The problem
You have ADHD, autism, FASD, or some 2e combination — or you don't have a diagnosis at all but the executive function piece of your brain runs unreliably. Tasks pile up. You forget things you genuinely intended to do. You can plan a project flawlessly in your head and not start it. Time evaporates without your noticing. The frustration is not that you're not trying. The frustration is that trying isn't the lever.
Executive function is not one skill. It's a cluster: task initiation, sustained attention, working memory, time management, planning, organization, emotional regulation. The cluster shows up across diagnoses (ADHD, autism, FASD, depression, anxiety, brain injury, just being human) and the interventions are the same shape — externalizing what the brain can't internalize.
This page is the cross-domain scaffolding framework. Pulled from the executive-function strategies in Survival Blueprint Ch. 2 and the 8 Magic Keys in Invisible Disability Ch. 4. Adapted for adult use without parental supervision in the picture.
The mechanism
Three things make scaffolding outperform willpower.
External structure replaces missing internal capacity. The brain that cannot generate an internal timeline can use an external timeline. The brain that cannot reliably remember can use external memory (lists, notes, alarms, recurring calendar events). The scaffolding works because it does the cognitive work the brain isn't doing — not because it makes the brain do that work.
Body-doubling outperforms self-direction. Working alongside another person — even silently, even virtually — provides external activation that the deficient task-initiation circuit can borrow. ADHD coaches and tools like FocusMate operationalize this. The mechanism is not accountability; it's the presence of another nervous system anchoring you in the present task.
Permanence is the design feature. The scaffolding is not a training wheel you eventually remove. It is permanent infrastructure. People who treat it as temporary keep "trying to do without" and keep failing. The Invisible Disability framing applies broadly: this is not a training wheel. It is a permanent accommodation. Glasses do not make your eyes weaker. Scaffolding does not make your executive function weaker. It makes your function possible.
The protocol
Five steps. Each one externalizes a different EF cluster. Build them as a layered system, not all at once.
Externalize time — visual, not numerical
Time blindness is the most common EF deficit and the least understood by neurotypical observers. Numerical time ("it's 3:42") doesn't register the same way visual time does. Use Time Timer-style devices or apps that show time as a shrinking visual wedge. Calendar blocks for every commitment, including blocks for transitions, breaks, and "deep work." If it's not on the calendar in a visible block, it doesn't exist. Phone alarms 15 minutes before every transition.
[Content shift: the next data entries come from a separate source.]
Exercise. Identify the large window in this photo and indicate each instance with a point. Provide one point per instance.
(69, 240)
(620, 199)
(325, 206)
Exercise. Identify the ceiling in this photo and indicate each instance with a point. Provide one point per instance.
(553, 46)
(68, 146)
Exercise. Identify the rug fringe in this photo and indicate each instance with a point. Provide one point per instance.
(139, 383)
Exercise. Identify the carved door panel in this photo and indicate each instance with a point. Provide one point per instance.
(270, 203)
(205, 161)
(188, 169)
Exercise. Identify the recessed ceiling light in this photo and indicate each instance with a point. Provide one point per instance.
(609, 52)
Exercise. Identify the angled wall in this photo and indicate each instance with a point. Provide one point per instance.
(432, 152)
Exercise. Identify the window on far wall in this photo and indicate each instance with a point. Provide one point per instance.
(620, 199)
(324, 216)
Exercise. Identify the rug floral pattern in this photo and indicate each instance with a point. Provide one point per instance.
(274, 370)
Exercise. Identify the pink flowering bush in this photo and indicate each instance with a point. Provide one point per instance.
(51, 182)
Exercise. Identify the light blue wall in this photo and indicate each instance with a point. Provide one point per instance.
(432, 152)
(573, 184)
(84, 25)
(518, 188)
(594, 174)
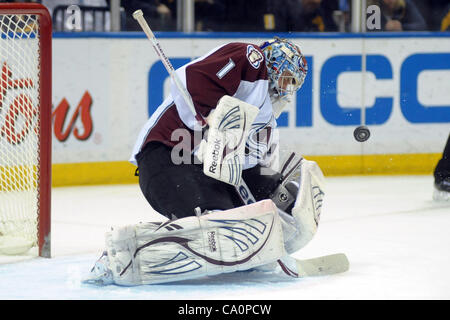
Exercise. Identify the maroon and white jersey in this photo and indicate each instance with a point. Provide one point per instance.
(234, 69)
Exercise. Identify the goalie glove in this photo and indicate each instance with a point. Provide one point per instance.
(222, 153)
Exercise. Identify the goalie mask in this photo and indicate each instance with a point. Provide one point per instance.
(287, 70)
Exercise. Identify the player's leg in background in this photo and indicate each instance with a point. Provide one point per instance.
(442, 175)
(176, 190)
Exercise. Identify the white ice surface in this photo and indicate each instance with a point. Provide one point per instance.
(396, 238)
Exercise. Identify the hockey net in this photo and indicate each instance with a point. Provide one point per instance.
(25, 129)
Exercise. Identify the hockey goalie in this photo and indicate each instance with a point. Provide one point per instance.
(229, 204)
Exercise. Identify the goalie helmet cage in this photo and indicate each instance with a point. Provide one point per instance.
(25, 127)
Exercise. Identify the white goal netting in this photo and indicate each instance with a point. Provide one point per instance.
(19, 132)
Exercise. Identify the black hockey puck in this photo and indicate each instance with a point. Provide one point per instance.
(361, 134)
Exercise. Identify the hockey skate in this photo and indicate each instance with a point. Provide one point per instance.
(442, 189)
(100, 273)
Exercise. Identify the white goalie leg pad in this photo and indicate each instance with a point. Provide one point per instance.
(187, 248)
(307, 208)
(223, 152)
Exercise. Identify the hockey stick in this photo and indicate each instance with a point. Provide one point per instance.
(311, 267)
(138, 15)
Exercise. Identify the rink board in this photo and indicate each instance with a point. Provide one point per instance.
(105, 86)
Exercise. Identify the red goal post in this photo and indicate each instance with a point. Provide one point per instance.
(25, 125)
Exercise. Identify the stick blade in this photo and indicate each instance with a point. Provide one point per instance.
(326, 265)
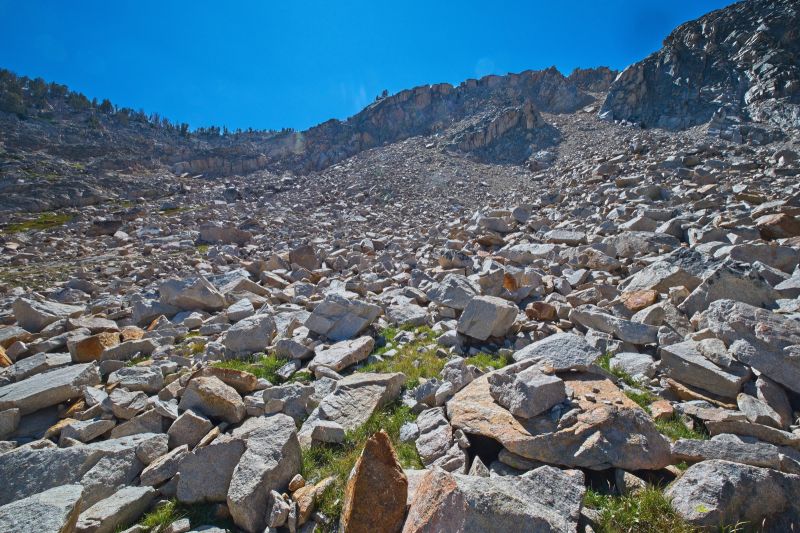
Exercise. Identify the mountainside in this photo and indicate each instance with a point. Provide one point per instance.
(530, 302)
(742, 61)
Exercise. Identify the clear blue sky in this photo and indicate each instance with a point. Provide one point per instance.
(271, 64)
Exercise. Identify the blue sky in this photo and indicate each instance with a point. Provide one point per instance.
(269, 64)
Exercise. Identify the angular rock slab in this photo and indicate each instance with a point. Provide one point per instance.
(270, 461)
(487, 316)
(353, 401)
(101, 467)
(759, 338)
(562, 351)
(717, 492)
(118, 510)
(544, 499)
(602, 436)
(55, 510)
(339, 319)
(49, 388)
(375, 496)
(343, 354)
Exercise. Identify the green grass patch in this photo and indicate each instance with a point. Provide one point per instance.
(675, 428)
(416, 359)
(604, 362)
(487, 361)
(641, 397)
(199, 515)
(261, 365)
(647, 511)
(42, 222)
(337, 460)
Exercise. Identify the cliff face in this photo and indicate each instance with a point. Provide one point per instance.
(743, 60)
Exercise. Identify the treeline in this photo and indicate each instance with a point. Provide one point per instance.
(26, 97)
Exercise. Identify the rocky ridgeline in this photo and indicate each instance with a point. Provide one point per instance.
(412, 337)
(739, 62)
Externalize working memory — write everything
Working memory tops out fast for ND brains. Anything held in working memory tends to evaporate. Externalize it: write down ideas as they arrive, capture commitments the moment you make them, dump tomorrow's tasks before you go to sleep, leave physical notes for yourself in obvious places. "I'll remember that" is the most expensive sentence in your vocabulary.
Body-double for task initiation
Find another person to work alongside. In person, on video, or via async tools like FocusMate. The mechanism: the presence of another nervous system anchors you to the task. Doesn't have to be related to your task; doesn't even have to be conversational. The activation is the active ingredient. For routine task initiation (e.g., chore start), even a video call to a friend who's also doing chores works.
Pre-commit decisions — reduce in-the-moment cognitive load
Decision-making depletes EF capacity. Pre-commit anything you can: same outfit on workdays, same breakfast, same morning sequence, the meeting agenda before you walk in, the scope of work before you start, the time you'll stop. Implementation intentions ("if X, then Y") encode pre-commitment in a form the brain can execute without re-deciding. d = 0.65 effect size from the meta-analytic literature.
Build redundant safety nets — assume the system will fail
Even good scaffolding fails sometimes. Build redundancy: phone alarm + visual reminder + accountability text from a friend. Calendar block + physical note on the door + the activity scheduled with someone else who's expecting you. Single-point-of-failure scaffolding will fail; redundant scaffolding will catch the failures. The medication-decision framework's tracking sheet is one example; the IEP/504 paper trail is another. Assume any single piece of structure will collapse under load and design accordingly.